Many small businesses are relying on small business loans to fund tax bills
If you are either running a small business or about to start one then you need to be very clear on the taxes that you will need to pay as a business owner. It is easy to overlook the need to keep on top of your tax situation - and then be faced with huge bills that you weren’t expecting.
According to Funding Options, the value of arrears on corporation tax payments increased by 15% last year, as businesses increasingly struggle to pay their tax bills. Some of these businesses are experiencing cashflow problems due to their own customers delaying payment.
As a business owner, it is critical to understand that “cash is king” and – right from the start - set aside money to meet your tax bills, have a contingency budget and plough profit back into your business to help finance any unexpected costs.
But what taxes does a small business owner have to pay? There are five taxes, as follows:
1. Income tax
If you’re a sole trader, you’ll pay income tax on your business’s profit if it is over the tax-free personal allowance of £11,000. If your business is a limited company, you could pay income tax on any salary or dividends you take from the company - depending on how much you take out.
2. National Insurance
Not a tax as such, but still money that you are obliged to pay to the government. If you are a sole trader you’ll pay a flat weekly rate Class 2 NI, (unless your business’s profits are under the Small Profits Threshold, which is £5,965) and also Class 4 NI once your business’s profits go over £8,060.
Class 4 NI is worked out as a percentage of your business’s profit. If your business is a limited company, and the company’s paying you a salary of £8,060 or more, then it’ll have to deduct Class 1 employee’s NI from your wages and pay that over to HMRC. The company will also have to pay Class 1 employer’s NI to HMRC.
3. Corporation tax
Limited companies pay 20% corporation tax on all their profits 9 months and 1 day after the company’s accounting year end. Sole traders do not pay corporation tax.
All types of businesses that make VATable sales of more than £82,000 a year have to register for VAT. The amount of VAT a business pays or claims back from HM Revenue and Customs (HMRC) is usually the difference between the VAT charged by the business to customers and the VAT the business pays on their own purchases.
5. Business rates
If your business operates from office or retail premises, then you may have to pay business rates; this is like council tax, but for business properties.
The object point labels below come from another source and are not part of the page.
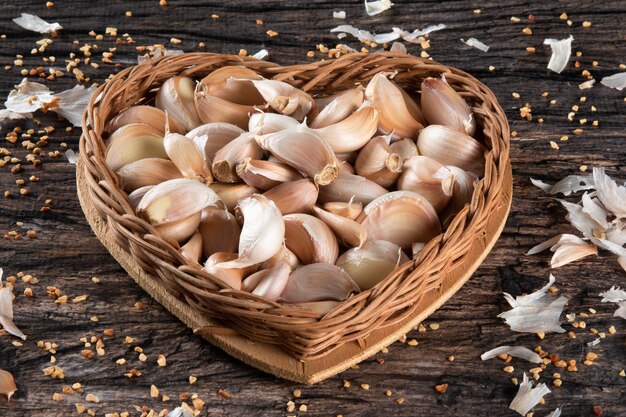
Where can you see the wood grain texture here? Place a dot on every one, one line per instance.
(66, 254)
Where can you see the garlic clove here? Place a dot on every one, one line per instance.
(192, 250)
(174, 200)
(147, 171)
(148, 115)
(230, 194)
(133, 142)
(351, 233)
(444, 106)
(226, 159)
(451, 147)
(401, 217)
(176, 98)
(180, 230)
(348, 187)
(429, 178)
(294, 197)
(371, 263)
(285, 99)
(318, 282)
(305, 151)
(262, 233)
(337, 107)
(310, 239)
(378, 163)
(349, 210)
(265, 175)
(353, 132)
(219, 230)
(389, 100)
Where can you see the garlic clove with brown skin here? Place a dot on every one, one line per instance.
(148, 115)
(318, 282)
(310, 239)
(304, 150)
(451, 147)
(442, 105)
(429, 178)
(294, 197)
(133, 142)
(225, 162)
(371, 263)
(378, 163)
(147, 171)
(176, 98)
(219, 230)
(401, 217)
(389, 100)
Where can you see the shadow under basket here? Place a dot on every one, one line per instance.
(288, 342)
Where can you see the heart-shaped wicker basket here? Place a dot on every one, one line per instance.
(186, 289)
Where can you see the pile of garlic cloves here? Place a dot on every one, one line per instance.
(298, 199)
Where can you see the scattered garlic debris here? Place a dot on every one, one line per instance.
(527, 397)
(36, 24)
(535, 312)
(561, 52)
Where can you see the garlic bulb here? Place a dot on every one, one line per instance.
(176, 98)
(401, 217)
(310, 239)
(451, 147)
(444, 106)
(371, 263)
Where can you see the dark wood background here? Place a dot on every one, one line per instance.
(66, 254)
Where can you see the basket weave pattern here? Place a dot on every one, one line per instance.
(303, 334)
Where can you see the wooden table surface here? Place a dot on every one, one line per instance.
(66, 254)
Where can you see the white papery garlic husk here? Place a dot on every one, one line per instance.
(401, 217)
(310, 239)
(176, 98)
(372, 262)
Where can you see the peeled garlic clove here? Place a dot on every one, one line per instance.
(401, 217)
(132, 143)
(262, 234)
(265, 123)
(310, 239)
(429, 178)
(353, 132)
(220, 231)
(148, 115)
(305, 151)
(348, 231)
(395, 115)
(176, 98)
(230, 194)
(337, 107)
(226, 159)
(212, 137)
(371, 263)
(230, 83)
(318, 282)
(285, 99)
(294, 197)
(180, 230)
(265, 174)
(174, 200)
(192, 250)
(147, 171)
(187, 157)
(444, 106)
(378, 163)
(348, 187)
(349, 210)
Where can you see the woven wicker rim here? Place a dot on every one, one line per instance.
(301, 333)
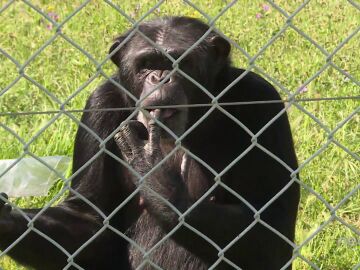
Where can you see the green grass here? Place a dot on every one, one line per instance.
(291, 60)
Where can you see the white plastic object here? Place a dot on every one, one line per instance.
(30, 177)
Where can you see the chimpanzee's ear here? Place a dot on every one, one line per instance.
(222, 46)
(116, 49)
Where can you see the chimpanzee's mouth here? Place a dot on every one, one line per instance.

If you run your business from home, you do not normally have to pay business rates as well as council tax, unless you have staff or customers coming to your home or your property is part business and part domestic.
Looking at the above list it is easy to see how many businesses slide into debt and sometimes do not recover. Many small businesses are turning to alternative methods of finance to manage tax bills. As well as small business loans, these include invoice finance, peer to peer lending and crowdfunding.
It is not nice when HMRC come knocking. For those businesses unable to pay their corporation tax on time, HMRC appear to be using increasingly aggressive methods to recover overdue tax. These methods include late payment penalties, sending debt collectors to premises, and seizing assets.
So what can a small business do to avoid falling behind with taxes and suffering the negative impact of HMRC sanctions? The good news is that some help is now available from the government’s Bank Referral Scheme, which aims to making it easier for small businesses to receive funding.
As our blog, Banks now obliged to phone a friend explains, the way the scheme works is that if a bank rejects an application for small business loans, it is then obliged to refer the applicant to three designated finance platforms. These platforms will then identify potential alternative lenders to provide the small business loan.
At Fair Business Loans, we are proud to be one of the alternative lenders offering funding to businesses coming through the Bank Referral Scheme. We hope that it will be a lifeline to many small businesses and enable them to stay afloat during taxing times.